The tent was pitched opposite a huge stone bar—everything free; tipping was just a city in China, albeit one with no Maker's Mark. Outside the tent, I pushed past the swells onto a narrow, flagstone-paved court with more edibles (spinach dip, hors d'oeuvres) and a silent auction of guitars and presidential gewgaws. A box of Clinton's presidential cigars was getting trounced in the bidding by an autographed picture of Reagan and I didn't understand, until an old guy in a velvet suit jacket like the one Michael Des Barres was wearing let me in on the joke. "Who knows where those have been?" he said, with a wink and a nudge. Who knew where I'd been? Oh, that's right: everyone. I ordered another Jack on the rocks, at the other bar, at the other end of the silent auction next to the Grotto, and joined my fellow journalists in mid-kvetch—all of us struck at the 3D-ness of Playmates at 9 o'clock, striding at you in body paint.

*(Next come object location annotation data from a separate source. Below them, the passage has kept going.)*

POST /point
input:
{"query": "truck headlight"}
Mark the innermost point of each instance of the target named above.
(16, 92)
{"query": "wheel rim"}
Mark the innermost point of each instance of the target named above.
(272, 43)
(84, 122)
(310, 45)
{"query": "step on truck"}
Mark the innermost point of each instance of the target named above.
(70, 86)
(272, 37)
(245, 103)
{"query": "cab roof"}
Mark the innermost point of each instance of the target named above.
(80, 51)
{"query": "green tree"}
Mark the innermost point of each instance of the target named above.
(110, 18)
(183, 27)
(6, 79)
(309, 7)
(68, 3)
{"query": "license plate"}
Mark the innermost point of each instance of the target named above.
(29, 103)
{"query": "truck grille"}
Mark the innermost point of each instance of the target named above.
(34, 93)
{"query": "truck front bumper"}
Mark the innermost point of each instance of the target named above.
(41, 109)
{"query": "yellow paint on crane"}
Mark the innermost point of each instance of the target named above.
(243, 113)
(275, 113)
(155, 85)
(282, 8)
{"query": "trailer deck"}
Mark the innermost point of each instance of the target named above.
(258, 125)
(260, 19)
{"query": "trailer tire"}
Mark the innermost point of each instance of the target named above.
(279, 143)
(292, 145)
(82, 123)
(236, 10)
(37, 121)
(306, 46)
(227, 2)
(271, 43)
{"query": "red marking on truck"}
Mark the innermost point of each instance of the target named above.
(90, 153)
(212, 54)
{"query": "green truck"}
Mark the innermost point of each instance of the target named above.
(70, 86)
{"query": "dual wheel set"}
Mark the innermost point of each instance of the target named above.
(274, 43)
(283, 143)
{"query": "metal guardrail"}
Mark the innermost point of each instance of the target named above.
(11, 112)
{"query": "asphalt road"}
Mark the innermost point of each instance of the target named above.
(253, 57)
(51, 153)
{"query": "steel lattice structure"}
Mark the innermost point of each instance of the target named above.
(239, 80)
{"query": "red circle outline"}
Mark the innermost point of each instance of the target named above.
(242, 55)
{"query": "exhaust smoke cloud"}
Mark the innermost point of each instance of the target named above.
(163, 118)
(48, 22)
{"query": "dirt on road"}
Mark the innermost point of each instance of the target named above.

Yeah, it was only about 9 o'clock, maybe 9:30, but it felt like 12. People were still standing around lamely as the 16-piece jazz band the bartender said they'd flown in from New York—soul singers on backup, and a front man who looked like one of the Commodores—vamped through a short set of covers: from McFadden and Whitehead's "Ain't No Stoppin' Us Now" to "Jump Jive An' Wail" (Louis Prima rolling over in Brian Setzer's grave), closing with that new Outcast joint, "Hey Ya!"

People kinda suck, and not just the rich, who hadn't come out in droves and weren't falling over themselves to bid on Fender guitars signed by somebody famous. Once they heard we couldn't go inside, no one wanted just a tour of the grounds: the Hefner zoo—rescued bunnies, hairy toucans and spider monkeys basking under the heat lamp—the guesthouse, the Grotto where Vanity Fair photographed Jennifer Aniston wearing hair products. So I took the tour: me, three PR people and a former Bunny/Playmate leading us away from the chattering crowd where Hefner, Val Kilmer, Lindsay Lohan and the Laguna Beach girls never showed, to a place where the Mansion sat mute and silent in the cold light of the moon. Its grass was greener than mine, but the front lawn where they filmed the Weezer video looked impossibly narrow in the moonlight.